Blog

Mengenal Pengolahan Kulit

Tanggal: 08/04/2016 16:29:38


Kulit dibagi atas 2 golongan yaitu : Hide (untuk kulit dari binatang besar seperti kulit sapi, kerbau, kuda dan lain-lain) dan Skin (untuk kulit domba, kambing, reptil dan lain-lain).

Jenis zat penyamak yang digunakan mempengaruhi hasil akhir yang diperolah. Penyamak nabati (tannin) memberikan warna coklat muda atau kemerahan, bersifat agak kaku tapi empuk, kurang tahan terhadap panas. Penyamak mineral paling umum menggunakan krom. Penyamakan krom menghasilkan kulit yang lebih lembut/lemes, dan lebih tahan terhadap panas. Lewat proses penyamakan, dilakukan proses pemeraman yaitu menumpuk atau menggantung kulit selama 1 (satu) malam dengan tujuan untuk menyempurnakan reaksi antara molekul bahan penyamak dengan kulit.

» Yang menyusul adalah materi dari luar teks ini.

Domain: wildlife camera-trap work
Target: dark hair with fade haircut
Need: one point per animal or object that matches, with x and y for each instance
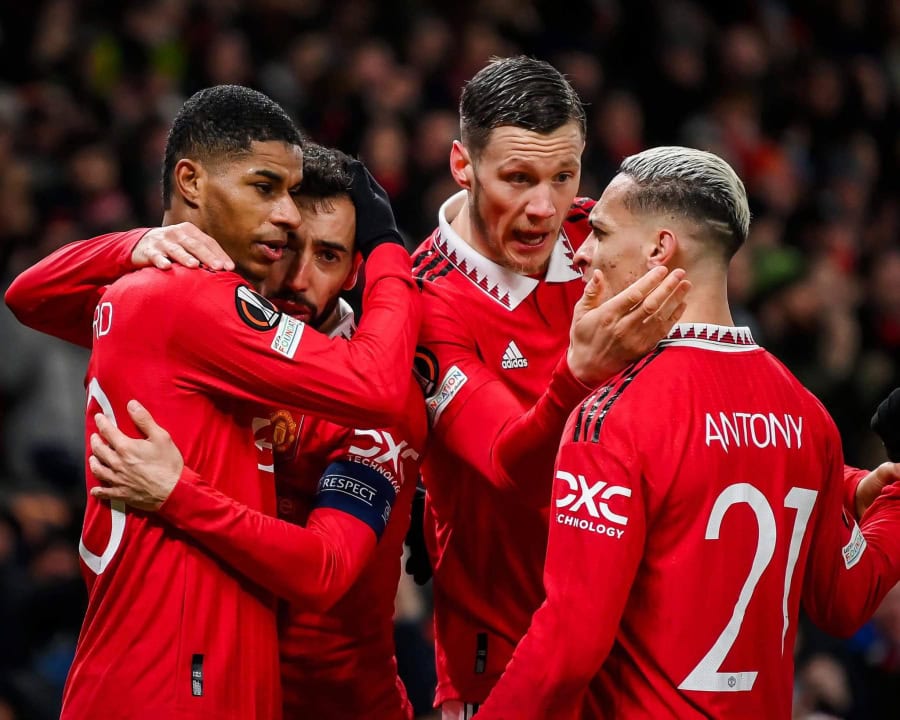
(692, 184)
(326, 175)
(519, 91)
(221, 122)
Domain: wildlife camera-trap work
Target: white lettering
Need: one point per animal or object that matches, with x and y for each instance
(102, 319)
(765, 426)
(590, 525)
(740, 429)
(583, 495)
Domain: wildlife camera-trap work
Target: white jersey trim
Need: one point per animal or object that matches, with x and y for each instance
(706, 336)
(506, 287)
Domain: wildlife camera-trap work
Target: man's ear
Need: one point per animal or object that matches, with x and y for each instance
(189, 181)
(664, 249)
(350, 282)
(461, 166)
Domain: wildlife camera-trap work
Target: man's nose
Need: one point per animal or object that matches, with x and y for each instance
(585, 254)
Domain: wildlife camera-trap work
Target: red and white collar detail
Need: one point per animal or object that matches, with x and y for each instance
(724, 338)
(505, 286)
(346, 324)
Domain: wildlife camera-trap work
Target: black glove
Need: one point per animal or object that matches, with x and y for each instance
(375, 224)
(886, 422)
(418, 564)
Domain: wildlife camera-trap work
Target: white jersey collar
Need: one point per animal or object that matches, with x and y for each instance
(505, 286)
(346, 321)
(724, 338)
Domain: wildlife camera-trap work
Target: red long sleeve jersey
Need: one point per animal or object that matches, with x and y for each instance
(339, 664)
(498, 392)
(181, 634)
(697, 503)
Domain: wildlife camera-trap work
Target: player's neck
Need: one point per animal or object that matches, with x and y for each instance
(465, 225)
(707, 304)
(462, 226)
(331, 322)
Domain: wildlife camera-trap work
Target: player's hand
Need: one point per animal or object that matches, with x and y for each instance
(181, 244)
(140, 472)
(886, 423)
(375, 223)
(870, 487)
(418, 564)
(605, 337)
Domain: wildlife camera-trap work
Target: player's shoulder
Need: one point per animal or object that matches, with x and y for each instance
(631, 392)
(814, 408)
(431, 267)
(176, 279)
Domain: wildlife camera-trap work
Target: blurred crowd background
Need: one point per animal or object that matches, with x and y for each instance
(801, 97)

Proses penyelesaian (finishing) adalah untuk menentukan kualitas hasil akhir (leather). Terdiri atas beberapa tahapan proses yang bervariasi sesuai dengan jenis kulit, bahan penyamak yang digunakan, dan kualitas akhir yang diingingkan. Proses finishing akan membentuk sifat-sifat khas pada kulit seperti, kelenturan, kepadatan, dan warna kulit. Proses perataan (setting out) bertujuan untuk menghilangkan lipatan-lipatan yang terbentuk selama proses sebelumnya dan mengusahakan terciptanya luasan kulit yang maksimal. Proses perataan sekaligus juga akan mengurangi kadar air karena kandungan air dalam kulit akan tergolong keluar (striking out). Beberapa proses lanjutan lainnya adalah pengeringan (mengurangi kadar air kulit sampai batas standar biasannya 18-20 %), pelembaban (menaikan kandungan air bebas dalam kulit untuk persiapan perlakukan fisik di proses lanjutan), pelemasan (melemaskan kulit dan mengembalikan kerutan-kerutan sehingga luasan kulit menjadi normal kembali), pementangan (untuk menambah luasan kulit), pengamplasan (untuk menghaluskan permukaan kulit). Kulit samakan bisa di cat untuk memperindah tampilan kulit.